Captain Regent of San Marino from 2019 to 2020

Mariella Mularoni (15 October 1962 – 29 May 2026) was a Sammarinese politician who served as Captain Regent of San Marino alongside Luca Boschi from 1 October 2019 to 1 April 2020. She also served as Secretary of Health.

==Life and career==
Mularoni was born in the City of San Marino on 15 October 1962.
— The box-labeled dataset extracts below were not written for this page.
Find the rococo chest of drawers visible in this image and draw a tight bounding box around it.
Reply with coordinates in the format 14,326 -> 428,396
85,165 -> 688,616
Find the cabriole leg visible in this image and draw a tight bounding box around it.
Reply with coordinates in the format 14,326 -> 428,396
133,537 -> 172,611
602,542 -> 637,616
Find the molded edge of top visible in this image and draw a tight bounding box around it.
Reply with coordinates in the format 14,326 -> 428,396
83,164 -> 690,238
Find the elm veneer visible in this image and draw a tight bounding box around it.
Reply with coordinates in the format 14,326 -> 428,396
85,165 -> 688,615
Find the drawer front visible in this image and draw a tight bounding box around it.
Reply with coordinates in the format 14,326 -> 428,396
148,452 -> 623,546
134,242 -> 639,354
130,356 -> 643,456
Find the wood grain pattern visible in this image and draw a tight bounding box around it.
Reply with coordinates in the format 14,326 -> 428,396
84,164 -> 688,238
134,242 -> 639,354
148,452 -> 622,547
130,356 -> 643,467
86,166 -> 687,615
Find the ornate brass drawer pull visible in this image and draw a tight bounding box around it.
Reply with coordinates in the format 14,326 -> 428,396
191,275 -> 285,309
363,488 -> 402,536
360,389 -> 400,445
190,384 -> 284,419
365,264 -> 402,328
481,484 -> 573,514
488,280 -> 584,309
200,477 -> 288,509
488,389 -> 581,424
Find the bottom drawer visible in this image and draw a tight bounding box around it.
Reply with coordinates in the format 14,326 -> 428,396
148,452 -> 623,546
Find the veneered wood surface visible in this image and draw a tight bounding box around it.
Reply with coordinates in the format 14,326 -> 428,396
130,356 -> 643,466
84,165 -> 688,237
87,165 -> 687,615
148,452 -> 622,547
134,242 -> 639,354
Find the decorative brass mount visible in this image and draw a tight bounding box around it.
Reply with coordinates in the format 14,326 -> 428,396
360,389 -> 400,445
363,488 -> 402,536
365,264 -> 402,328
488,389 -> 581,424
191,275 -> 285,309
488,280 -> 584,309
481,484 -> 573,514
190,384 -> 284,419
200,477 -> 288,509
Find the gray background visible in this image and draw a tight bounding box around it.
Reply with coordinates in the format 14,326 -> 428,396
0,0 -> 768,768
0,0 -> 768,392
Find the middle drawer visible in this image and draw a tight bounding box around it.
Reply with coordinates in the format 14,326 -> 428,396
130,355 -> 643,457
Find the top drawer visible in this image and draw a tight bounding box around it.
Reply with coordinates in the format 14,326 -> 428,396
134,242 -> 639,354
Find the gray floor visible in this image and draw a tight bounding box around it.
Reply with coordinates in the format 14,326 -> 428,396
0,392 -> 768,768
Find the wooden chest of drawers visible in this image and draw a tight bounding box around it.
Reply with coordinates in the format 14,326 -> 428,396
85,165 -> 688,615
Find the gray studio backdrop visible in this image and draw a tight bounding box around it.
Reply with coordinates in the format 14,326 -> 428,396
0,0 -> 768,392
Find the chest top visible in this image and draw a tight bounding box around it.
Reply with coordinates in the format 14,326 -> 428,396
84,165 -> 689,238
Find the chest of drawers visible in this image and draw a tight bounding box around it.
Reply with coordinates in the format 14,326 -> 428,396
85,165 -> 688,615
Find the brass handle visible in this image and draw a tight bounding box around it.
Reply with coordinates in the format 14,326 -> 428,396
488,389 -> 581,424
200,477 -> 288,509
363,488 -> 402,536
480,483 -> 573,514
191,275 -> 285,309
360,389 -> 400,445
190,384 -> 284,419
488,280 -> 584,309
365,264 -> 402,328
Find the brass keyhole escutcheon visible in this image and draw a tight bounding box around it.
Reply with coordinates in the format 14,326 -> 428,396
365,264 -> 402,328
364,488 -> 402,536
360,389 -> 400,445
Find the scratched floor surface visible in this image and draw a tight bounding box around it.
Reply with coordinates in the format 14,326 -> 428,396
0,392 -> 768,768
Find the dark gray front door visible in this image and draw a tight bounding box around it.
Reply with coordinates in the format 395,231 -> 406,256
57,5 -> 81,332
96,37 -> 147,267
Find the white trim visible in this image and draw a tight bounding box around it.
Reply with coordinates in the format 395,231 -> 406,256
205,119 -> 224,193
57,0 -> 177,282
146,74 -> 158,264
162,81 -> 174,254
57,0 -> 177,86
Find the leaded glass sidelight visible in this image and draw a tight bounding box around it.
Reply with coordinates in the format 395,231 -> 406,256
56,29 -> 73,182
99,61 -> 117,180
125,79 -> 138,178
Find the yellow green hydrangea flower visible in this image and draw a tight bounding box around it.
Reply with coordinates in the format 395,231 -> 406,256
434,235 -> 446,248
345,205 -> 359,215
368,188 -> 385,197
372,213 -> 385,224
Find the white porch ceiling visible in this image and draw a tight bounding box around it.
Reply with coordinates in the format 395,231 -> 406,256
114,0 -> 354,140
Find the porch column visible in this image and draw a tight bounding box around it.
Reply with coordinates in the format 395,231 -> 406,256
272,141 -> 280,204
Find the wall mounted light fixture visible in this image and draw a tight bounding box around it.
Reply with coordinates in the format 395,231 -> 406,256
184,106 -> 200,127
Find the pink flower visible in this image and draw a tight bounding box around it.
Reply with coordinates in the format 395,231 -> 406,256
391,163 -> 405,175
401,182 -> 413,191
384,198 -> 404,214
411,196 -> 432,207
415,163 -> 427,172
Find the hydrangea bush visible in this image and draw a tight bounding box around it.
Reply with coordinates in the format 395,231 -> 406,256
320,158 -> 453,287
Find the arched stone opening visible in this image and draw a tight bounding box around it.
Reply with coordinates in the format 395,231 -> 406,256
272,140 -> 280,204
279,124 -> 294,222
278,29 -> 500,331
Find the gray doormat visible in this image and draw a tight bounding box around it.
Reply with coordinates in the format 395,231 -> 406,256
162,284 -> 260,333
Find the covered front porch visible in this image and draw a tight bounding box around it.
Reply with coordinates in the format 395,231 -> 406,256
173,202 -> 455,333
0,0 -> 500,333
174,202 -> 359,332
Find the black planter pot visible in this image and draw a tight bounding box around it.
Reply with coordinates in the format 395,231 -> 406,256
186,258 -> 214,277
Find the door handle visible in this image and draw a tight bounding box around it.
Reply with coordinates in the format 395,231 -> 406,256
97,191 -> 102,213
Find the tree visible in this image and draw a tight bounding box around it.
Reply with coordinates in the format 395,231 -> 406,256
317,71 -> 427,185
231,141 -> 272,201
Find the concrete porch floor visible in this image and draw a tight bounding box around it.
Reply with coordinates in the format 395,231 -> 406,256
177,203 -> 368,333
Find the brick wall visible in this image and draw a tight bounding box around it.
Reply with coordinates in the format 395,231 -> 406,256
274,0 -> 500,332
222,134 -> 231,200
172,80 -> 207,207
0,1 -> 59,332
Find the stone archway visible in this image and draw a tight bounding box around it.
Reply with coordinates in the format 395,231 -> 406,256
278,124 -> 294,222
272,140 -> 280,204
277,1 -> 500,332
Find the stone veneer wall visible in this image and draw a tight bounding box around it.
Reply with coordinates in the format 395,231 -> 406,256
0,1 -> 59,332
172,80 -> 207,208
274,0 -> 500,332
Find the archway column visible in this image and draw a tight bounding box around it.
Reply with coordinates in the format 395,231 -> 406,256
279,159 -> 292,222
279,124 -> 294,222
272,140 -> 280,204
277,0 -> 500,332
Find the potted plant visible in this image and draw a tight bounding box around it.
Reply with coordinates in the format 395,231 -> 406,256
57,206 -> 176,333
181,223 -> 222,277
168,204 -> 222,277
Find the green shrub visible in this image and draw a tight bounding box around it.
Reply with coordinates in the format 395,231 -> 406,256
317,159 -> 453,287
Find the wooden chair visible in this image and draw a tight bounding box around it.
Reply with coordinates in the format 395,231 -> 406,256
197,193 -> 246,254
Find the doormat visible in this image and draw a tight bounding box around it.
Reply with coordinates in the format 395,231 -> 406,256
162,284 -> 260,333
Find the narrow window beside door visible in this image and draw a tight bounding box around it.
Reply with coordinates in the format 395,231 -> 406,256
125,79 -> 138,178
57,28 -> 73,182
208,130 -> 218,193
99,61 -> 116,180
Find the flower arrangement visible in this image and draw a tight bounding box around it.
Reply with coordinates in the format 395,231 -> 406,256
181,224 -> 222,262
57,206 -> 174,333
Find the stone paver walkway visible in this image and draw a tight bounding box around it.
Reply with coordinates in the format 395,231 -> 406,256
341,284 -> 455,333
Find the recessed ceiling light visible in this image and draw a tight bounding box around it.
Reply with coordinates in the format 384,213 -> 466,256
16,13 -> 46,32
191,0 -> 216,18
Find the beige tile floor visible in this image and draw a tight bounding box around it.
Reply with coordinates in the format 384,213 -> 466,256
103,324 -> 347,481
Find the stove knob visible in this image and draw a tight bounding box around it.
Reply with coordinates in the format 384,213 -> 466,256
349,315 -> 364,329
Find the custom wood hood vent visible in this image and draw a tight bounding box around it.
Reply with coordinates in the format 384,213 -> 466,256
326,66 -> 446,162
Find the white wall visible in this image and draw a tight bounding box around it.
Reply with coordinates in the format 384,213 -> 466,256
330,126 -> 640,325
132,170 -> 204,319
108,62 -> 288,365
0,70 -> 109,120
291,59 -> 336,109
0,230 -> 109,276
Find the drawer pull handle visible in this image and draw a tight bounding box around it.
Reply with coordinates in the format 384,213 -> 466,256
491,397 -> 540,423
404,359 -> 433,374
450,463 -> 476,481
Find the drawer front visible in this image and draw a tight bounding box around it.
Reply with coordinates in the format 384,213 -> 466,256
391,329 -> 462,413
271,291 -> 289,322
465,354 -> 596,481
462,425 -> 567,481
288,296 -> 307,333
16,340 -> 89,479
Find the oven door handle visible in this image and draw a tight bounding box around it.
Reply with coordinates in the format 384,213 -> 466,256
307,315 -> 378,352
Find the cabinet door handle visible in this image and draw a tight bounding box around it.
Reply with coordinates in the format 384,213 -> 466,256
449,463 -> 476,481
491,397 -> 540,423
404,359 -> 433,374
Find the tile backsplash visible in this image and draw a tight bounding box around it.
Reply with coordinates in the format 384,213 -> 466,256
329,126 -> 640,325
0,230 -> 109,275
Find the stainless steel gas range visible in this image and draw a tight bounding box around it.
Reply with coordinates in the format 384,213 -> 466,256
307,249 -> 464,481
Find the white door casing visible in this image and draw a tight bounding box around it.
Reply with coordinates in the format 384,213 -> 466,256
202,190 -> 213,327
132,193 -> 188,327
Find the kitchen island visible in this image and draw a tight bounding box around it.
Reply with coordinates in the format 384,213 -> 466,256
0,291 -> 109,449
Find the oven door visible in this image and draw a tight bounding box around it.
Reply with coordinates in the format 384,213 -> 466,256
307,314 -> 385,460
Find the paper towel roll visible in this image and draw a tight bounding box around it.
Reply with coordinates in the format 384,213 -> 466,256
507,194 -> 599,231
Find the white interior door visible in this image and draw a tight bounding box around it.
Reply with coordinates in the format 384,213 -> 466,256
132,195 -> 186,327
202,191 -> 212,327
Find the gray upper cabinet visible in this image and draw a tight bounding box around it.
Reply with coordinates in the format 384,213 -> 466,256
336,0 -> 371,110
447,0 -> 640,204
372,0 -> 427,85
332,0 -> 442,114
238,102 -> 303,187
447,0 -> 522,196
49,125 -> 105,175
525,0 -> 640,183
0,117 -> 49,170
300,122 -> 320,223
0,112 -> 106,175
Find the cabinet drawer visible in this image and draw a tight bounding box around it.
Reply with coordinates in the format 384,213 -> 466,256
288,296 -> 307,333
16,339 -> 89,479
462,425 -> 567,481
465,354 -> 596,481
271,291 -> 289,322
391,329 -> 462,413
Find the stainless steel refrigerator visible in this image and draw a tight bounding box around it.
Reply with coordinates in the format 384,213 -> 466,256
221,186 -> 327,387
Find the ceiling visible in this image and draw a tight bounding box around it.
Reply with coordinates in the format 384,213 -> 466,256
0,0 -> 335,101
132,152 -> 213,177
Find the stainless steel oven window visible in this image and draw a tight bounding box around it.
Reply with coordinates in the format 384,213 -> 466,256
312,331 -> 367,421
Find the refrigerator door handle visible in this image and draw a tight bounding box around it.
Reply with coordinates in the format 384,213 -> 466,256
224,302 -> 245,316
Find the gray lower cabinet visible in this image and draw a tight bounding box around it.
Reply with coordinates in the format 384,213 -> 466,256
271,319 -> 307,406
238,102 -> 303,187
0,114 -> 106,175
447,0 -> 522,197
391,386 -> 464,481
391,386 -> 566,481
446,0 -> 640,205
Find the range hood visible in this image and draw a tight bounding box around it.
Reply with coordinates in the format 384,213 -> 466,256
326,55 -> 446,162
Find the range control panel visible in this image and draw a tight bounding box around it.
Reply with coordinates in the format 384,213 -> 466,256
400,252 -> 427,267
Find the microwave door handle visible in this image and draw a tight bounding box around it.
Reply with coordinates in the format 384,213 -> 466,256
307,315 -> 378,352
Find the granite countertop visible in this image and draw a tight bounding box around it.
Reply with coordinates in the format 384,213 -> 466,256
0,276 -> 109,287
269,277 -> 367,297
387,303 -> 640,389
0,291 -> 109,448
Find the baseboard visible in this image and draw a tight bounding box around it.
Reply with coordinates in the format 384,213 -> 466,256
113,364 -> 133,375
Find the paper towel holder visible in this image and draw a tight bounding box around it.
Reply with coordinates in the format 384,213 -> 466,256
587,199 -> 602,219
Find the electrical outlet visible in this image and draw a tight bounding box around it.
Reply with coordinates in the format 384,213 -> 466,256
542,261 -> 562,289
She was an English language teacher at the middle school and the high school of Titano since 1987. She joined the Sammarinese Christian Democratic Party in 1994 and has served as a member of the Grand and General Council for two consecutive elections since 2013. From 2020 to 2022 she was a Representative of San Marino in the Parliamentary Assembly of the Council of Europe and then from late 2022 to 2024 a substitute as a member of the European People's Party where she was on the Committee on Culture, Science, Education, and Media. Notably, during her tenure, she signed on a written declaration by Pieter Omtzigt asking for Julian Assange not be extradited to the United States and she also signed a motion to transfer Mikheil Saakashvili away from Georgia.

Mularoni had two daughters. She died after a long illness on 29 May 2026, at the age of 63. The government declared 1 June a day of national mourning and announced a state funeral for Mularoni on that day, with the lying-in-state to be held at the Begni Palace and the funeral at the Basilica di San Marino.